Escribe Julián Andreu

Se empieza a percibir el fin de ciclo. El “ya se van” circula como una afirmación, como una certeza, se hace efectivo en resultados electorales, como el de la derrota contundente en la provincia de Entre Ríos, algo no esperado por la Casa Rosada.

Solo un maquillaje y de baja calidad

Hay que analizar sólo algunas medidas que anunció de manera desestructurada el presidente, en la casa de una “vecina” y como desinteresadamente, como de costado y explicadas, o intentando ser explicadas por algunos ministros.

El acuerdo de precios, más que acuerdo es un “pacto de caballeros“, según lo definió el ministro Dujovne. Este pacto sólo constituye un conjunto de 60 productos de primera necesidad en el marco de “Precios Cuidados”, un programa que es patrimonio del gobierno anterior y que desde antes de asumir esta gestión quiso desarticular.

La autoridad de control sería la Secretaría de Comercio, que en marzo de 2016 sufrió el despido de 500 trabajadores -un tercio de su planta- y el sector más afectado fue justamente y no de casualidad el que debería controlar los abusos contra los consumidores. Sin ir mSás lejos el actual Secretario de Comercio es el perfecto desconocido Ignacio Werner.

Está mas que claro: nadie controlará la existencia de los precios de esos 60 productos y explícitamente liberan el precio del resto. Una medida que no beneficiará a nadie y perjudicará a todos.

Es graciosa la medida de la carne, como para darle un título si no fuera una catástrofe el aumento de este producto en el último mes: más del 20% sólo en un mes. Se destinan 120.000 kg por semana a $ 149 estos tres cortes: cuadrada, matambre y asado. La mitad de esta cantidad se venderá en el Mercado Central y el resto en las sedes de los frigoríficos que van a participar en el acuerdo. Por supuesto no se sabe cuáles serán y recién en 10 o 15 días estarán disponibles, ni siquiera tiene precisión. Pero además si dividimos esa cantidad de carne por habitante, nos daría que van a destinar 3 gramos por semana para cada uno. Nada más que agregar.

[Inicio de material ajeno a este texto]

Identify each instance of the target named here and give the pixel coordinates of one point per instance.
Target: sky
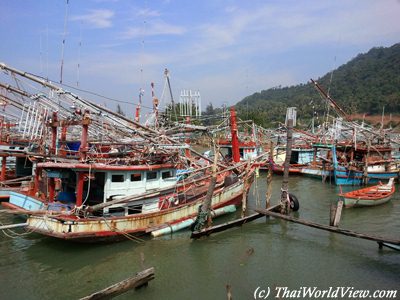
(226, 49)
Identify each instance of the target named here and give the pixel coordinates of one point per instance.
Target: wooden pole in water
(140, 279)
(206, 207)
(269, 175)
(3, 168)
(366, 162)
(285, 181)
(329, 228)
(338, 213)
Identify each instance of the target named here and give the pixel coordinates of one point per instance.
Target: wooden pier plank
(330, 228)
(140, 279)
(230, 224)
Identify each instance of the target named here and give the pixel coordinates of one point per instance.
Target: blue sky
(225, 49)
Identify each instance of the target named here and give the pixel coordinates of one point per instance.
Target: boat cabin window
(166, 174)
(136, 177)
(151, 175)
(118, 178)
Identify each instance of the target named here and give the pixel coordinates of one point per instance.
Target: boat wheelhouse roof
(104, 167)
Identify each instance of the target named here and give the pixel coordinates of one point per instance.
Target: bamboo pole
(269, 175)
(330, 228)
(285, 181)
(140, 279)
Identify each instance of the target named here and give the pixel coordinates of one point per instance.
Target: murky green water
(260, 254)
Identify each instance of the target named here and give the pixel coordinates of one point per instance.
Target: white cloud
(98, 18)
(153, 28)
(148, 13)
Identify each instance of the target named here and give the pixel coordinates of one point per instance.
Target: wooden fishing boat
(126, 200)
(90, 198)
(370, 196)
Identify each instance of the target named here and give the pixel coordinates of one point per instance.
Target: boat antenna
(79, 54)
(64, 38)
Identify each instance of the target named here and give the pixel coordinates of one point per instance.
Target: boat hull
(370, 196)
(351, 202)
(115, 228)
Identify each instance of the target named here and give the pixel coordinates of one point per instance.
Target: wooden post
(54, 133)
(206, 207)
(187, 141)
(63, 139)
(338, 213)
(79, 188)
(366, 163)
(52, 189)
(285, 182)
(121, 287)
(84, 140)
(245, 188)
(332, 214)
(3, 168)
(269, 175)
(235, 139)
(228, 292)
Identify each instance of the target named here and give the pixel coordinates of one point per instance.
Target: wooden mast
(235, 139)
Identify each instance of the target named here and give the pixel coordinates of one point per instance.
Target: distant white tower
(190, 103)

Ya se van - Revista Hamartia 10 años

Si analizamos el anuncio de congelamiento de tarifas del transporte y de los servicios públicos hay, por lo menos, dos trampas implícitas: sólo se garantiza el congelamiento a “las familias”, con lo cual seguirán los aumentos a comercios e industrias. ¿Qué harán con esos aumentos? La respuesta es muy fácil, lo trasladarán a precio.

Es probable que no todos recuerden que el manejo del transporte público y de los servicios públicos (gas y electricidad) pasaron del Estado Nacional a las provincias cuando se votó el actual presupuesto, aclarado esto, este plan sólo garantiza el congelamiento de la tarifa en lo que respecta a la parte del Gobierno Nacional, será una medida sin efecto.

 

Créditos a los ahorcados

Se darán créditos a jubilados y beneficiarios de la AUH, sectores de los más castigados por este modelo económico. Mas allá de ser inviable brindarle créditos a una franja de la sociedad que no cubre ni siquiera la alimentación, todavía peor es endeudarlos. Lo llamativo es que la tasa será de 50% anual. ¿Cómo se explica que se prevé por el presupuesto una inflación del 23% y el propio estado nacional, a través de la Anses, preste con 27 puntos porcentuales arriba de lo presupuestado? Usura se llama esto, y con los sectores más desprotegidos.

El total del plan anunciado equivale a los intereses que paga el BCRA, llámese el Estado Nacional, a los bancos por las Leliq de una semana.

Puesta en escena

Parece que la vecina que visitó Macri para hacer los anuncios, es una conocida del presidente, ya que la visitó por segunda vez en dos años.